Ей надоело повторять, что ребенок не имеет к Дэвиду никакого отношения. Она перестала отвечать на звонки Колдуэлла. Игнорировала его сообщения. Последствия не заставили себя ждать. На прошлой неделе курьер доставил ей письмо.
«Вы выиграли, мисс Далтон, – писал он. – Я устал пытаться изменить ваше решение. Мой юрист составил документ, подтверждающий, что вы отказываетесь от любых настоящих и будущих претензий ко мне, касающихся установления родства и наследования. Подпишите его в нашем присутствии и в присутствии свидетелей, и вы обо мне больше никогда не услышите».

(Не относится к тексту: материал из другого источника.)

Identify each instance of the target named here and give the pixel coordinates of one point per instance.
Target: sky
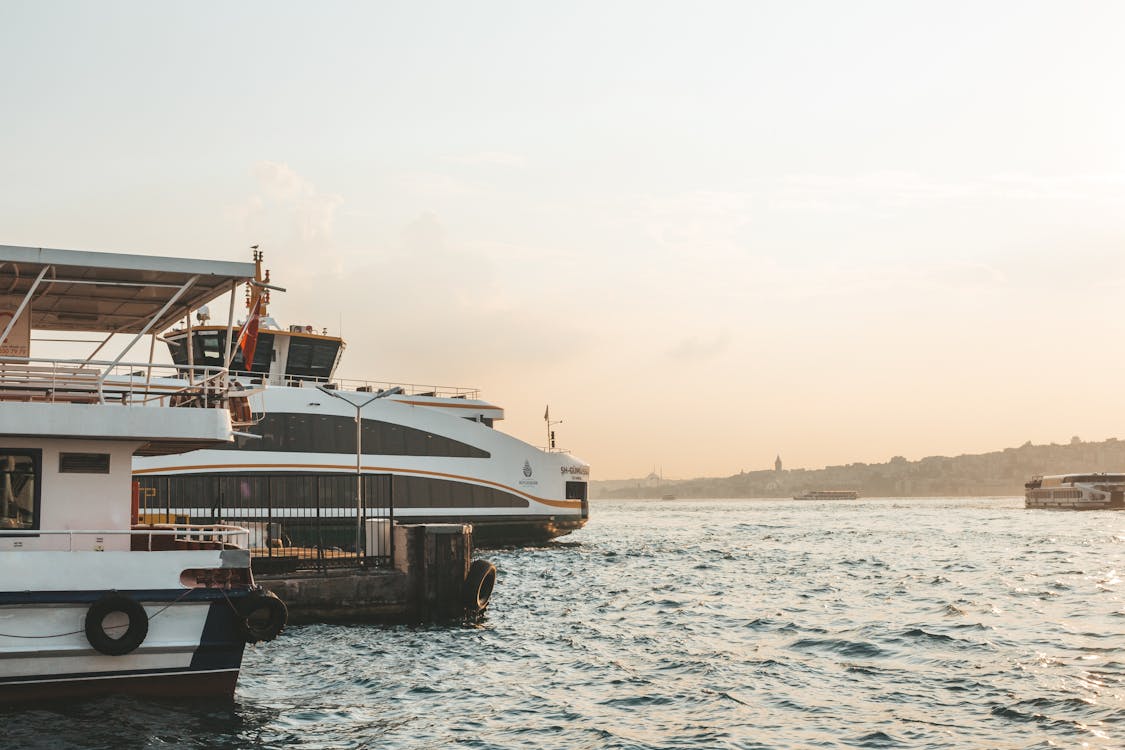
(704, 233)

Вот почему она оказалась сегодня здесь. И если Колдуэлл напоследок желает получить удовольствие – увидеть ее в этой унижающей обстановке, – пусть увидит.
Он будет разочарован. Она не растеряется. И будет рада навсегда распрощаться с ним.
Немного губной помады? Неплохо. Поправить заколку, чтобы волосы не падали на лицо.
Сейдж повернулась и посмотрела на женщину в униформе:
– Как я выгляжу?
Та замялась:
– Ну… м-м-м…
– Вы правы. – Сейдж порылась в сумочке и достала оттуда долларовый банкнот, потом поколебалась и добавила еще один.
– Спасибо.
– Не нужно благодарить.
Трудно выглядеть так, будто ты принадлежишь к высшему обществу, в костюме, купленном на прошлогодней, а может, позапрошлогодней распродаже, и в туфлях-лодочках, приобретенных там же, не говоря уже о серой сумочке в тон туфлям – явно оттуда же.
– Я бы хотела, чтобы вы взяли, – тихо сказала Сейдж.
– Спасибо, мисс. И – удачи.
«Удача мне в самом деле не помешала бы», – думала Сейдж, проходя через обильно украшенный лепниной холл.
У нее было странное чувство. Томас Колдуэлл был очень настойчив, а потом неожиданно отступился. Почему? До сегодняшнего утра у нее не было никаких подозрений относительно его намерений, однако потом она задумалась.